Chapter 12
ADAIR
PRESENT DAY – OFFICE
Adair sat at his desk, unmoving, the cursor on his laptop blinking, waiting for his next move.
His tie was loose. Jacket off. The blinds tilted just enough for light to spill across his watch—gold, engraved on the back with Always yours, Bine.
He hadn’t worn it in months. Didn’t even mean to put it on that morning.
It just…called to him. She’d bought it when he got his first offer at a firm.
The party came rushing back like a freight train. Bitch ass Geechie pushing up on his wife—ex-wife then fucking him up.
Sabine.
The push.
The look in her eyes when it happened—
Adair hadn’t pushed her hard but hard enough. Hard enough for her to walk away from him for the last time.

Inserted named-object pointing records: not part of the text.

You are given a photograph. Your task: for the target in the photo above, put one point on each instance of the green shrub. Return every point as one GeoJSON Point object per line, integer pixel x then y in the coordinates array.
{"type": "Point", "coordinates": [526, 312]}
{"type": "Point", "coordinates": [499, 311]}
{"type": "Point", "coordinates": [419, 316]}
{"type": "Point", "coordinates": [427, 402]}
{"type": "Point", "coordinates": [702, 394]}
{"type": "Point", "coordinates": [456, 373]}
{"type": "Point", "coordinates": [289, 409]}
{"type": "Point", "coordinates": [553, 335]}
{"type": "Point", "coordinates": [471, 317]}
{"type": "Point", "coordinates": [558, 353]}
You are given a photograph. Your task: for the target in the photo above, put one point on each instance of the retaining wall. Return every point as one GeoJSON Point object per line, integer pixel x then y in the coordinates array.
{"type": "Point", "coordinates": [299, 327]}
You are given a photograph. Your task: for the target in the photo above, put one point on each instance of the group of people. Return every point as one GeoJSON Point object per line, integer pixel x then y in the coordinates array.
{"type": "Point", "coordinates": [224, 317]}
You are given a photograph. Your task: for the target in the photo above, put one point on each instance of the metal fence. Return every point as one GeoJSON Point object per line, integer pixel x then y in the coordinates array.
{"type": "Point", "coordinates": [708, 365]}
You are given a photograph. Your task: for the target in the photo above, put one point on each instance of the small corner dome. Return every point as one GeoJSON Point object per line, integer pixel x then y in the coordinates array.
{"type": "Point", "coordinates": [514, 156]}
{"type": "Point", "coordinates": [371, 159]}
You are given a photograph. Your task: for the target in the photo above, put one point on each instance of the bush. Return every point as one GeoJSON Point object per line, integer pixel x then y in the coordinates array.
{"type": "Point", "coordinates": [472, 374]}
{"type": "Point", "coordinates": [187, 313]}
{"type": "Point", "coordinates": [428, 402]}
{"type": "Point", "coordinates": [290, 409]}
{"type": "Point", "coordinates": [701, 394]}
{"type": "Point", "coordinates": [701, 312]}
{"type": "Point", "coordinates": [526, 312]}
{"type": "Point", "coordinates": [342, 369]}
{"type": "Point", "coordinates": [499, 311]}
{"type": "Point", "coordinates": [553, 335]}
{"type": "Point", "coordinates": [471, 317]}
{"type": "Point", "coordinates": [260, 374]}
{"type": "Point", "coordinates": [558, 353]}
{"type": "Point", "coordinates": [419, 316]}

Dragging a hand down his tired face, Adair leaned back in his chair, the city skyline blurred behind the glass. His eyes weren’t on the spreadsheet in front of him. Hell, they hadn’t been for twenty minutes.
Not that night.
But that night.
The night he had the chance to tell the truth. The night he could have, maybe had the chance to save his marriage. That night was supposed to be his redemption. His moment to finally stop hiding. He had the chance. She gave it to him—open hands, trembling voice, eyes full of heartbreak and hope.
But still…he chose to lie.
The lie that brought them to that very day. Then the truth. Two years later but the truth. Sabine fought him. Cried. Packed bags with shaky hands. He’d never forget the look in her eyes as she walked out holding their son in her arms.
That was what haunted him now. The truth after a lie didn’t save him. It damned him.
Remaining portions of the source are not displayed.